Now discard everything but the plays. You could do this manually, or by finding where the irrelevant parts start and end and then writing a simple program to remove what you don't want. Use your favorite text editor to look at the file, and tools like grep to find things.

After you remove the poetry, how much is left, as a fraction of the original?

Exercises

Do the following exercises using whatever combination of tools and techniques you like. As you go, make notes of things that worked well, that failed miserably, that were surprising, and so on. No need to submit anything, but be prepared to talk about it extemporaneously in class.

One early choice is whether to split the original file into separate files, one per play, with systematic names so you can use shell wildcards like *.txt to go through all the plays while still being able to easily see what applies to individual ones. I had originally thought that separate files would be better, but in the end just left things in one file; there was enough structure that I could separate the plays when necessary. Your mileage may vary.

Exercise 0

What character set does this file use? This can matter, for example if your tools assume ASCII and the input is not.
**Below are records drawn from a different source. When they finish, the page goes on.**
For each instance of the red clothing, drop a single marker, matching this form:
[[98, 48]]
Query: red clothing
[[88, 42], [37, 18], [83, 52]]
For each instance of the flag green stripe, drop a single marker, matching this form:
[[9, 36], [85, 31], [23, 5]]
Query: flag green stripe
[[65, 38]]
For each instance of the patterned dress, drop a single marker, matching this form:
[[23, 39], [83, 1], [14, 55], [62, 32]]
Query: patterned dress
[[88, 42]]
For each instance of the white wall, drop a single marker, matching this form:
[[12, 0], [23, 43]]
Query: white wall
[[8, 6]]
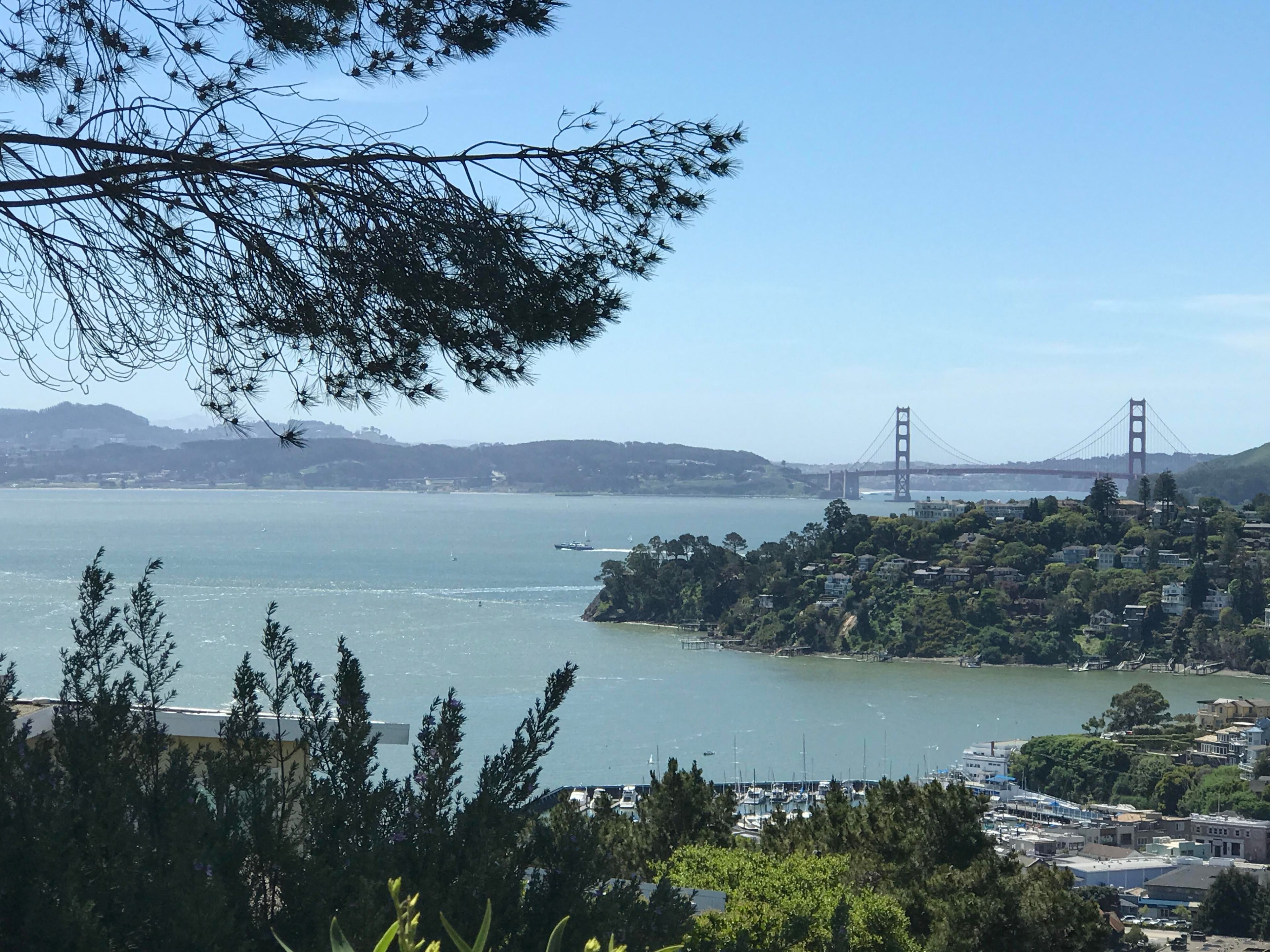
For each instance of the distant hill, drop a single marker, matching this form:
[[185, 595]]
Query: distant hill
[[1231, 478], [86, 426], [550, 466]]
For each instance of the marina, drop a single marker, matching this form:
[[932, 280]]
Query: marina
[[375, 568]]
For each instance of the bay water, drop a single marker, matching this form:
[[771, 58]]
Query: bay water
[[434, 591]]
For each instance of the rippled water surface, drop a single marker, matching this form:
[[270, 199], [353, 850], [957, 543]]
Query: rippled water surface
[[501, 614]]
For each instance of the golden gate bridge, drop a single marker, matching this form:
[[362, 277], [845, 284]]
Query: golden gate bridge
[[1121, 441]]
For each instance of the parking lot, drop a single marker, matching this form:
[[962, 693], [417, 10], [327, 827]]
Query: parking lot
[[1213, 944]]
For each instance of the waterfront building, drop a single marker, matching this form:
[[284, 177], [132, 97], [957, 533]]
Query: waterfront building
[[1103, 619], [837, 584], [1176, 847], [987, 765], [1072, 555], [892, 569], [1232, 836], [1005, 511], [1126, 874], [196, 728], [1173, 598], [929, 511], [1223, 711], [1216, 601], [1001, 573]]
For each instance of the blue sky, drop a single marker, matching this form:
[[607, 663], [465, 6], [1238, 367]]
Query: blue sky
[[1013, 218]]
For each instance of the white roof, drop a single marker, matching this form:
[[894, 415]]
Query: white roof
[[206, 723]]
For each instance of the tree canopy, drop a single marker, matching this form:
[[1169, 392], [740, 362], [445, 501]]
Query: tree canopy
[[168, 204], [1140, 705]]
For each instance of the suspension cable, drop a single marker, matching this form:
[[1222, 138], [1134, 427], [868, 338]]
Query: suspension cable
[[943, 444], [1161, 426], [1098, 435], [877, 441]]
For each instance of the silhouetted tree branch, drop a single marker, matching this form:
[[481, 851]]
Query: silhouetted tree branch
[[167, 216]]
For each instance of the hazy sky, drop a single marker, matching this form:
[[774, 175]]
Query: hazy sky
[[1013, 218]]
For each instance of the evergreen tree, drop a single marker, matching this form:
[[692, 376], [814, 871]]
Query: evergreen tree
[[1166, 492], [1197, 586], [1103, 497], [1199, 541]]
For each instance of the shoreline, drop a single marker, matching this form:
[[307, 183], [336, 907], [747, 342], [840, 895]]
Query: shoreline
[[912, 659]]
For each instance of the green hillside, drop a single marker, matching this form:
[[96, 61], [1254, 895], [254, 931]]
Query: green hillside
[[1232, 478]]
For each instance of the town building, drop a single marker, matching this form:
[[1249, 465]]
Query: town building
[[929, 511], [1135, 619], [1216, 601], [1127, 509], [1072, 555], [1001, 573], [1184, 885], [1178, 847], [1223, 711], [1173, 598], [1126, 874], [1133, 559], [931, 577], [1103, 619], [989, 763], [1231, 836], [892, 569], [837, 584], [1005, 511], [195, 728]]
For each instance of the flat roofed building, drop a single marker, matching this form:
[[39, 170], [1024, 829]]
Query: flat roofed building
[[1223, 711], [1231, 837], [934, 511], [1005, 511], [197, 728]]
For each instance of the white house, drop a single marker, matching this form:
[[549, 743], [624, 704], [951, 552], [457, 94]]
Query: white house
[[929, 511], [1074, 555], [1173, 598], [1216, 601], [837, 586], [1005, 511]]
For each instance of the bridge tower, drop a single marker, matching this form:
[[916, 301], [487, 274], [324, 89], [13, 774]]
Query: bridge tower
[[1137, 440], [902, 460]]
Create a list of the unique characters in the input file

Exercise 1

Summary statistics like raw counts of lines and words tell you something (like how much Shakespeare wrote):

Approximately how many lines, words and characters did Shakespeare write in all?
How many of those are blank lines (or alternatively, how many are non-blank)?

Exercise 2

How many plays did he write? You can count them by hand with the table of contents at the beginning of the original file, but do it with a program since you'll need one later on anyway. What text reliably marks the beginning of a play; alternatively, what text appears only once for each play? How can you use that to identify relevant parts of the text?

How many plays are there in this file?
Print the titles

I did this with 4-6 lines of Awk; Python would be a few lines longer.

Exercise 3

What's in each play? Write a program that, for each play, will count acts and scenes.

compute the number of acts
compute the total number of scenes
(ignore miscellany like prologs and epilogs)

It's marginally more work to compute scenes in each act, but a good exercise.

Exercise 4

How many roles are there in each play?

compute the approximate number of dramatis personae in each play

Exercise 5

Count the words (very approximately is good enough) in each play.

Count the words

Exercise 6

Who does the talking? What are the top ten most frequent speaker names?

compute the names of all speakers in all plays
and how many times each name appears

Hint: this is a one-liner if you know basic Unix tools!

Save the results

Put your data into an Excel or Google spreadsheet. Your sheet should have four columns:

title
number of acts
number of scenes
number of personae

Use CSV or TSV format for the columns, so it's easy to separate the titles from the counts.

My code for all of this (including titles) is one program with 20 lines of straightforward Awk. It's about 10-15 lines longer in Python since you have to write an input loop, and while loops are not as compact. The outputs are identical except for one word count.

Graph them

Plot some simple graphs of your results. For example, here are the plays sorted in order of approximate word count with Excel:

and with matplotlib:

You might use a scatterplot to show the relationship between the number of lines and the number of characters (if there is one).

What else?

You might set up a Git repository for your work, as practice.